More than 30 West Side residents, police officers and elected officials celebrated the community garden at the intersection of Chicago and Mayfield earlier this week.
The Ed Bailey-Leola Spann community garden honors the two now-deceased West Siders for their lifelong activism and dedication to reducing crime in Austin, said Cook County State’s Attorney Kimberly Foxx.
Spann, a member of the Northwest Austin Council, introduced after-school programs to Austin and led the legal battle to shut down a local drug den, while Bailey, president of the South Austin Coalition Community Council, was known for his efforts against drug dealers on streets.
The garden recognizes the diverse partnerships and community engagement on Chicago’s West Side, Foxx said.
“What this garden represents is working with the community along with law enforcement,” she said. “By investing in the planting, the seeds, we are letting the community flourish.”
The garden is one of the four revitalization programs led by Foxx and her four community justice centers across Chicago. Each of the West, South, North and Central Community Justice Centers has collaborated with local aldermen, police officers and community organizations to build a garden in an empty space – or revitalize space like the one in Austin.
The Ed Bailey-Leola Spann garden was first dedicated to the two activists in September 2014 with a planting ceremony organized by the Austin African American Networking Association, according to AustinTalks.
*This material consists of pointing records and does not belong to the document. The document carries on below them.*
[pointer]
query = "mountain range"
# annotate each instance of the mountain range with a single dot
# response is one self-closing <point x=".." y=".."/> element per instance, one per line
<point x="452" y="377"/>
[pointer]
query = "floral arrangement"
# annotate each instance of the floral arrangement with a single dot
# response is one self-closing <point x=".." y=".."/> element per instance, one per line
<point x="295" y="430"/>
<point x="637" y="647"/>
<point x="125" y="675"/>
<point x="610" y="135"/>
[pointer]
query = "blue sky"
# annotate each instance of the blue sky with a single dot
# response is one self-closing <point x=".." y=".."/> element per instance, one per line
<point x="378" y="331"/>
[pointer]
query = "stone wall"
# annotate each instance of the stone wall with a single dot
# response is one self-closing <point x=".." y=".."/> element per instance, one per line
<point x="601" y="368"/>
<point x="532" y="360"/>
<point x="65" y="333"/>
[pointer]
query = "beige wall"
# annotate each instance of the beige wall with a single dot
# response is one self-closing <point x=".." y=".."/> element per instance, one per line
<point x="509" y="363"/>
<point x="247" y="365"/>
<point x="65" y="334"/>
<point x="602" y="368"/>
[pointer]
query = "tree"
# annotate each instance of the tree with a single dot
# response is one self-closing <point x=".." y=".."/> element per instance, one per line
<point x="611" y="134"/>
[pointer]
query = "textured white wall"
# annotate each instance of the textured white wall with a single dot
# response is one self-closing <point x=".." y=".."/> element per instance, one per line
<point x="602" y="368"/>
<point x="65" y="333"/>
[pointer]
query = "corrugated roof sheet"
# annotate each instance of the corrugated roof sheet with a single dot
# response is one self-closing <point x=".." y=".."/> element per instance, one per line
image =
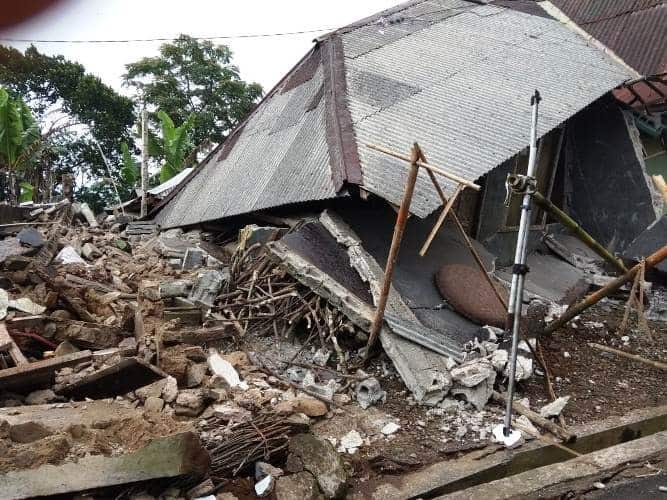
<point x="635" y="30"/>
<point x="472" y="109"/>
<point x="454" y="75"/>
<point x="279" y="157"/>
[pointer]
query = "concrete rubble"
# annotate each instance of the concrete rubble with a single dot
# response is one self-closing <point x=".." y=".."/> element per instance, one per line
<point x="128" y="326"/>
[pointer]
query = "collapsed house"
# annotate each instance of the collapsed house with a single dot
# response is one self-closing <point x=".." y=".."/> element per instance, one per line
<point x="387" y="81"/>
<point x="230" y="328"/>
Next to the garden is the “Austin Is Doing Something (AIDS)” mural, which was jointly commissioned by the community and AIDS Foundation of Chicago. The aim was to raise awareness about the epidemic as well as spur more development along Chicago Avenue.
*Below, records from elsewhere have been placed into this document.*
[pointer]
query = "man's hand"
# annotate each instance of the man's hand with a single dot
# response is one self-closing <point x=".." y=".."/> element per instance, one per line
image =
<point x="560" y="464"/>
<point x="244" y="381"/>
The Austin community garden is the only project that memorializes community leaders, said Brittney Burns, an assistant state’s attorney who works at the Community Justice Center West. She noted the garden has involved many parts of the community, including Austin ministers, the Chicago Fire Department, Chicago Police Department and local businesses.
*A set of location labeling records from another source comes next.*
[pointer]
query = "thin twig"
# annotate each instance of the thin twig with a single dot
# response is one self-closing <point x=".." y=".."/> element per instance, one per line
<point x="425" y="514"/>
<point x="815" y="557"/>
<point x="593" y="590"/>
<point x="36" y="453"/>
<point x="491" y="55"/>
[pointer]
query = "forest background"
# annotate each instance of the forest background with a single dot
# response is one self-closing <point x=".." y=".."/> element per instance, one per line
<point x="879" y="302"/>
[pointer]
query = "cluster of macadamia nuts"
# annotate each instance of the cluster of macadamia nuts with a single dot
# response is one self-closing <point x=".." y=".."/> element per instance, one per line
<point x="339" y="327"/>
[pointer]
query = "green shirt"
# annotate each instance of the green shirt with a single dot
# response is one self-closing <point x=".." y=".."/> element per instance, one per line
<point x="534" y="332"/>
The area used to be a park with beautiful plants before it became run down several years ago, said Mary Apple, who also works at the State’s Attorney’s Community Justice Center West.
“Just a week ago, it was overrun with weeds,” she said. But now the weeds have been cleared away and the soil refreshed.
It took only a couple of months for the garden to become real, said Foxx, because they had “so many great partners who willingly stepped up and helped out,” including police officers from the 15th and 25th Police Districts.
Austin and Oak Park police officers have been volunteering at the garden the last week, bringing their own materials like mulch.
“We’ve been helping with the decoration and the planting,” said Curtis Blaydes, a 15th District police officer.
“It shows the community that we care,” said Blaydes, who also put up balloons along a nearby fence. “We are dedicating this garden to the activists and supporting the hard work they put into the community.”
He said his experience with the community garden has been meaningful.
“This is different from our everyday [work]. It is more enjoyable to work with the community from a more positive aspect than how the police [usually] serve the community.
“It shows we are trying to do something different.”
The garden will host various community activities, such as farm-to-table programs.
“We will have classes with police officers and let them teach the kids how to cook vegetables,” said Wendy Cornejo, who helped to organize Monday afternoon’s event, adding the idea is also to raise awareness about the West Side’s food desert.
It’s important for Austin children and teens to learn to cultivate yards and plant something in the community garden that they can eventually, Apple said.
“I think it’s a healthy thing to watch something grow rather than being destroyed,” she said. “It tells the kids there’s something good and positive in the community that they are part of.”
And having programs that have police officers get together with kids, she added, helps restore trust between police and the community.
Ald. Chris Taliaferro said the garden is a great example of West Siders working together as a community.
“This is an opportunity to not only recognize the great work against drugs and violence that needs to be done on the West Side of Chicago, but also the state’s attorney’s effort to make sure that this community continues to flourish the way that Leola and Ed expect it to,” the alderman said.
Foxx said the solution to crime and violence on Chicago’s West Side is not just enhancing law enforcement but also by having the community taking the lead.
She said the garden is part of the West Side Justice Center’s efforts to prevent crime by building community partnerships.
“It’s helping in that the community sees us and feels connected to us,” Foxx said, adding her office’s attorneys are going out to schools, community groups and police meetings. “We don’t necessarily have to wait till something terrible happens for us to be engaged.”
“I think when you see that level of involvement and commitment to the community, that helps drive down crime.”